Case Presentation: The patient presented with severe hypertension (250/140 mmHg) and altered sensorium in the emergency department. The hypertension was found to be refractory on four antihypertensives including IV infusions. Extensive workup revealed bilateral renal artery stenosis due to aortoarteritis, compounded by severe abdominal aortic narrowing near the renal artery origins, as seen on CT aortogram. Initial approach was to perform balloon angioplasty bilaterally, following which clinical and angiographical response was reviewed which were inadequate, likely due to early recoil.
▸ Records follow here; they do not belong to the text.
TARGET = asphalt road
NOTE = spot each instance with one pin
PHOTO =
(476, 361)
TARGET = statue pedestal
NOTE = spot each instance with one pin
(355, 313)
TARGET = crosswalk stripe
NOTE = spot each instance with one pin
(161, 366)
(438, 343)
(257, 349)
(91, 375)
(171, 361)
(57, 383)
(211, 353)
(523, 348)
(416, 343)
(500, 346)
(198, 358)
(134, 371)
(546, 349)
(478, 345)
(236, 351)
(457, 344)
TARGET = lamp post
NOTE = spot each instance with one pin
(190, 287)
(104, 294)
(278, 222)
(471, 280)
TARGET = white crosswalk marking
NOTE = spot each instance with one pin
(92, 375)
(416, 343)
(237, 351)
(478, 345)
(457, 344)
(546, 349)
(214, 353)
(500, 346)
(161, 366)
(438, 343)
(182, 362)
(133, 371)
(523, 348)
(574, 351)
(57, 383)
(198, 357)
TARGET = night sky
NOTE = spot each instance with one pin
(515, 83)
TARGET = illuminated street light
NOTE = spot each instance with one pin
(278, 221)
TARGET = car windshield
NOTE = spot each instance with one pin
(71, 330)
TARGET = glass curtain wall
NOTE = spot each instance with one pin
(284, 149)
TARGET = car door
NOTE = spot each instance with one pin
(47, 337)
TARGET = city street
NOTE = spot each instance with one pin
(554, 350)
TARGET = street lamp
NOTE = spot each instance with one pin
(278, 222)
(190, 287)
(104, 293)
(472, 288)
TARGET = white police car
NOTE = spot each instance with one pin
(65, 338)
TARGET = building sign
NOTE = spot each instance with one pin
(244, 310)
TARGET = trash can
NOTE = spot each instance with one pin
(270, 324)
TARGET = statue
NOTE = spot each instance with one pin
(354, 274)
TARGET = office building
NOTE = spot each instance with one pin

Hence it was decided to use stents and successful angioplasty was performed, deploying stents in both renal arteries (7 X 19mm stent in LRA, 6 X 18mm stent in RRA), resulting in significant improvement of blood pressure to 150/100 mmHg post-procedure. The patient was discharged after 5 days of hospitalisation in total with near normal blood pressure on single antihypertensive and immunomodulators for aortoarteritis.

Discussion: This case highlights the diagnostic challenges in young patients presenting with hypertensive emergencies and underscores the importance of considering rare etiologies such as aortoarteritis-induced renal artery stenosis. The successful management of this case demonstrates the efficacy of endovascular interventions in restoring renal perfusion and normalizing blood pressure.

Conclusion: Aortoarteritis-induced bilateral renal artery stenosis can present as a hypertensive emergency, necessitating prompt diagnosis and intervention. This case elaborates the importance of a thorough diagnostic workup and timely endovascular intervention in achieving favorable outcomes in patients with refractory hypertension due to renovascular etiologies.

Audience Take Away:

  • Understanding the diagnostic challenges and clinical implications of such rare presentations will enhance their ability to recognize and appropriately manage similar cases in their own clinical practice. By learning about the successful utilization of endovascular interventions in restoring renal perfusion and normalizing blood pressure, attendees will be equipped with valuable knowledge and techniques
  • First and foremost, it will enhance their diagnostic acumen by broadening their awareness of rare etiologies that can underlie hypertensive emergencies, particularly in young patients
  • Additionally, the case demonstrates the successful management of refractory hypertension through endovascular interventions, highlighting the efficacy of such approaches in restoring renal perfusion and controlling blood pressure. It also underscores the importance of individualizing patient care to obtain optimal outcome, while keeping past research knowledge in mind
  • Absolutely, the presented case of aortoarteritis-related bilateral renal artery stenosis presenting as a hypertensive emergency offers valuable insights that other faculty members could leverage to expand their research or teaching endeavours. For research purposes, this case provides a unique and compelling clinical scenario that could serve as a foundation for further investigation into the epidemiology, pathophysiology, and optimal management strategies of hypertensive emergencies with renovascular etiologies, especially to revisit the role of stenting which is traditionally reserved in such cases. In terms of teaching, this case offers a rich educational resource for medical students, residents, and fellows to deepen their understanding of hypertensive emergencies and rare etiologies

Biography:

Dr. Tutan Das is an interventional cardiologist based in Durgapur, India, currently working in Vivekananda Hospital. He completed his MBBS in 2015 and MD (Medicine-2019) from RIMS, Imphal, and DM in cardiology (2023) from AIIMS Bhubaneswar, India. Dr. Das is primarily interested in interventional and structural work as well as device therapies. He is involved in cardiovascular research as well, with more than 50 national and international publications in indexed journals.